Many TV remotes have also shifted from infrared (which uses invisible light pulses that require a direct line of sight) to Bluetooth or other radio frequency technology. Bluetooth is a short-range radio standard, so when you press a button on a Bluetooth remote, you’re sending a radio signal to your TV. This is why newer remotes work even if something is blocking the path between you and the screen. Older-style infrared remotes are not radio wave devices, though. They use light, which occupies a completely different part of the electromagnetic spectrum.
Radio Waves Your TV Doesn’t Mean to Send
There’s one more way TVs interact with radio waves that most people never think about. The electronic circuits inside any digital device, your television included, generate small amounts of radio frequency energy as a byproduct of normal operation. Processors, display controllers, and other components all produce electromagnetic emissions at various frequencies. The FCC classifies consumer electronics like TVs as “unintentional radiators” and sets strict limits on how much stray RF energy they can emit. Manufacturers must design their products to keep these emissions low enough that they won’t interfere with nearby radios, Wi-Fi networks, or other wireless devices. You’ll never notice these emissions, but they’re the reason every TV sold in the U.S. carries an FCC compliance label.

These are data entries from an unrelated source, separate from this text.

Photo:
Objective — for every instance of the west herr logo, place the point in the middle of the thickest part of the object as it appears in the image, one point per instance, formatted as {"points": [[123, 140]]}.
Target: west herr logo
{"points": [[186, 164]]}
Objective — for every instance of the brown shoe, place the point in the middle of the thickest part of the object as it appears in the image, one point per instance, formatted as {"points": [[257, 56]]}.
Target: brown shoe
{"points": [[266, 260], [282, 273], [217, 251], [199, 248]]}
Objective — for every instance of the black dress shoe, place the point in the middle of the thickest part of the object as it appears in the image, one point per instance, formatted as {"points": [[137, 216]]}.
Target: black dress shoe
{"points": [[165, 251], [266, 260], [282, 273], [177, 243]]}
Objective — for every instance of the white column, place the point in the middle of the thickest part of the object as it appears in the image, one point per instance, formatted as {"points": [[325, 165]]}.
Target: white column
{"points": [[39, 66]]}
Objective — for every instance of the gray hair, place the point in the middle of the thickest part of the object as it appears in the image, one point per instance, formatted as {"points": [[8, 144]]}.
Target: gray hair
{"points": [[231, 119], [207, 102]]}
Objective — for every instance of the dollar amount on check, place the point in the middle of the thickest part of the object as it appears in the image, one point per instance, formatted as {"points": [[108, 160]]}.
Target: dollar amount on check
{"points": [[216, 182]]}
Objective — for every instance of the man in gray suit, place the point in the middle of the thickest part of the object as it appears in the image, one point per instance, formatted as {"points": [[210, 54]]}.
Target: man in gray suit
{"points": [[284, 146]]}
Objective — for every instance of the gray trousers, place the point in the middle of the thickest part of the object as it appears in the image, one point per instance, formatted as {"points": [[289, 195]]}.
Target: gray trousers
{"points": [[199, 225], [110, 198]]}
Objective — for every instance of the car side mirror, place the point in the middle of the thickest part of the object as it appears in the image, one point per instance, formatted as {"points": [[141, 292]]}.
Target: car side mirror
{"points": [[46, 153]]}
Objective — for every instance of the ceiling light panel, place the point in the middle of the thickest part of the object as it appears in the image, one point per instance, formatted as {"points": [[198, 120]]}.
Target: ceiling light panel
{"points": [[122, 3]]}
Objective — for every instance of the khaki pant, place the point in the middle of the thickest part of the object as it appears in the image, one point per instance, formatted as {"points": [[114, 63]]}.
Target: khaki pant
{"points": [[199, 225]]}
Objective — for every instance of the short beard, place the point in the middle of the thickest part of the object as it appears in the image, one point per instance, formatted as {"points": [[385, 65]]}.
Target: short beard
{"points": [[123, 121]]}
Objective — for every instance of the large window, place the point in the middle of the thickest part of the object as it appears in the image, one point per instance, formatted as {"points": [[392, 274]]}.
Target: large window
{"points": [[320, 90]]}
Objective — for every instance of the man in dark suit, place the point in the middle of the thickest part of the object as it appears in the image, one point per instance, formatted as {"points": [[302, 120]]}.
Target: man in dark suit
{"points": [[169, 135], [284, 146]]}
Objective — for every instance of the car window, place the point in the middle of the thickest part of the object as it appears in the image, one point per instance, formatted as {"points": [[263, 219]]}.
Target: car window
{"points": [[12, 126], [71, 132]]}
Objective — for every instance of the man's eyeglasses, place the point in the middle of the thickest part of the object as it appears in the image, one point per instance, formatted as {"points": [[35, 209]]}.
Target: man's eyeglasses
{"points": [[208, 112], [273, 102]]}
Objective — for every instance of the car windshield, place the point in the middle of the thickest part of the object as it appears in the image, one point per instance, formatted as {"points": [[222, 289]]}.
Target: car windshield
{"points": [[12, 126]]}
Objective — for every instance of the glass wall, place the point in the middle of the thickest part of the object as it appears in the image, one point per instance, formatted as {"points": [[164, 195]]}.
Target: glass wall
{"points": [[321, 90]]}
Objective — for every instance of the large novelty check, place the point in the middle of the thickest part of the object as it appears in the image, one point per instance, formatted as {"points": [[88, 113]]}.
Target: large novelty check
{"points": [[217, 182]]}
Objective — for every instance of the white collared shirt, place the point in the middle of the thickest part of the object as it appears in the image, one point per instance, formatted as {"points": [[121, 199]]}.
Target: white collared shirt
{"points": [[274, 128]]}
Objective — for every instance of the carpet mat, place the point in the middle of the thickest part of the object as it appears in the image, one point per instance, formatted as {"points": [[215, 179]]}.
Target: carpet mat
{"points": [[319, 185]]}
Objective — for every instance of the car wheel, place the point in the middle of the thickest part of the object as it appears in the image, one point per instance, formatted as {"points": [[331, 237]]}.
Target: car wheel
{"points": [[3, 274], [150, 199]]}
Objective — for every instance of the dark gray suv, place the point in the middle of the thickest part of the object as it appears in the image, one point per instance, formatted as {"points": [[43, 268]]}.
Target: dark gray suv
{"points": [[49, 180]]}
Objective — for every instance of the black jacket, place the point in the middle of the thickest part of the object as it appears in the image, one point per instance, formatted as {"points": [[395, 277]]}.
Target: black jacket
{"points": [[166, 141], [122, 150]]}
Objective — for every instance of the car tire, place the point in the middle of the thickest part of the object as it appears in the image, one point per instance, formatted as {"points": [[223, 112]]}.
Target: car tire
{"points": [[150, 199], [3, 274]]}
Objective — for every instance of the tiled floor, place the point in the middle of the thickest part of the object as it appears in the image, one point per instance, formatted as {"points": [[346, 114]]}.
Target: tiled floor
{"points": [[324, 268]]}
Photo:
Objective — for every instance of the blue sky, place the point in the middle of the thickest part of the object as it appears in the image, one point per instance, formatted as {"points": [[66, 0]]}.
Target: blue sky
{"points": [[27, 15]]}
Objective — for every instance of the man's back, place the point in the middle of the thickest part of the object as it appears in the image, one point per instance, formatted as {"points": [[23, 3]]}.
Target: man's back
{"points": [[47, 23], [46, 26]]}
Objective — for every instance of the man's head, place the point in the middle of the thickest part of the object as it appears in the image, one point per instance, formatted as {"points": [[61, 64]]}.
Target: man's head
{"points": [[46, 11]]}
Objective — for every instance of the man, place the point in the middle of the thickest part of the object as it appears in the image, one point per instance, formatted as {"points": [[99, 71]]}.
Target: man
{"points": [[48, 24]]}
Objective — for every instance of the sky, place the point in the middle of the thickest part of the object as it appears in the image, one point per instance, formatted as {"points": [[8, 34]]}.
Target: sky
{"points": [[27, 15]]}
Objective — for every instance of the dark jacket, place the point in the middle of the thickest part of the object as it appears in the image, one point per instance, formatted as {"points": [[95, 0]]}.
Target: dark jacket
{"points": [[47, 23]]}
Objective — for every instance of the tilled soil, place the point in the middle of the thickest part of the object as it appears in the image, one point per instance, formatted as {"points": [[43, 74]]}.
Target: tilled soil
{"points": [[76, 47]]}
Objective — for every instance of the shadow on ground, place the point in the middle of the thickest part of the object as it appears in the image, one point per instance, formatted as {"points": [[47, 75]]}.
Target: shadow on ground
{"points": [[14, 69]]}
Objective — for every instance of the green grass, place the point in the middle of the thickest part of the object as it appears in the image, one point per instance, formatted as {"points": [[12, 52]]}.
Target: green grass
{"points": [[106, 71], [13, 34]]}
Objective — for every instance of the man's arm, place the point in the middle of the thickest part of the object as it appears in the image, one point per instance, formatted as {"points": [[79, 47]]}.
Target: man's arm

Where TV Signals Sit on the Spectrum
Radio waves are the longest-wavelength, lowest-frequency portion of the electromagnetic spectrum. They sit well below microwaves, infrared light, visible light, and higher-energy forms of radiation like ultraviolet and X-rays. Television signals, whether broadcast, cable, satellite, or Wi-Fi, all fall within the radio wave portion of this spectrum. The only difference is where exactly they land.
- VHF broadcast TV: 54 to 216 MHz
- UHF broadcast TV: 470 to 608 MHz
- Satellite TV (C-band): 4 to 8 GHz
- Satellite TV (Ku-band): 12 to 18 GHz
- Wi-Fi: 2.4 GHz, 5 GHz, or 6 GHz
- Bluetooth remotes: 2.4 GHz
All of these are radio waves. They differ in frequency, range, and how much data they can carry, but they’re the same fundamental type of energy. So whether you’re watching live TV through an antenna, streaming through Wi-Fi, or just pressing a button on your remote, radio waves are almost certainly part of the process.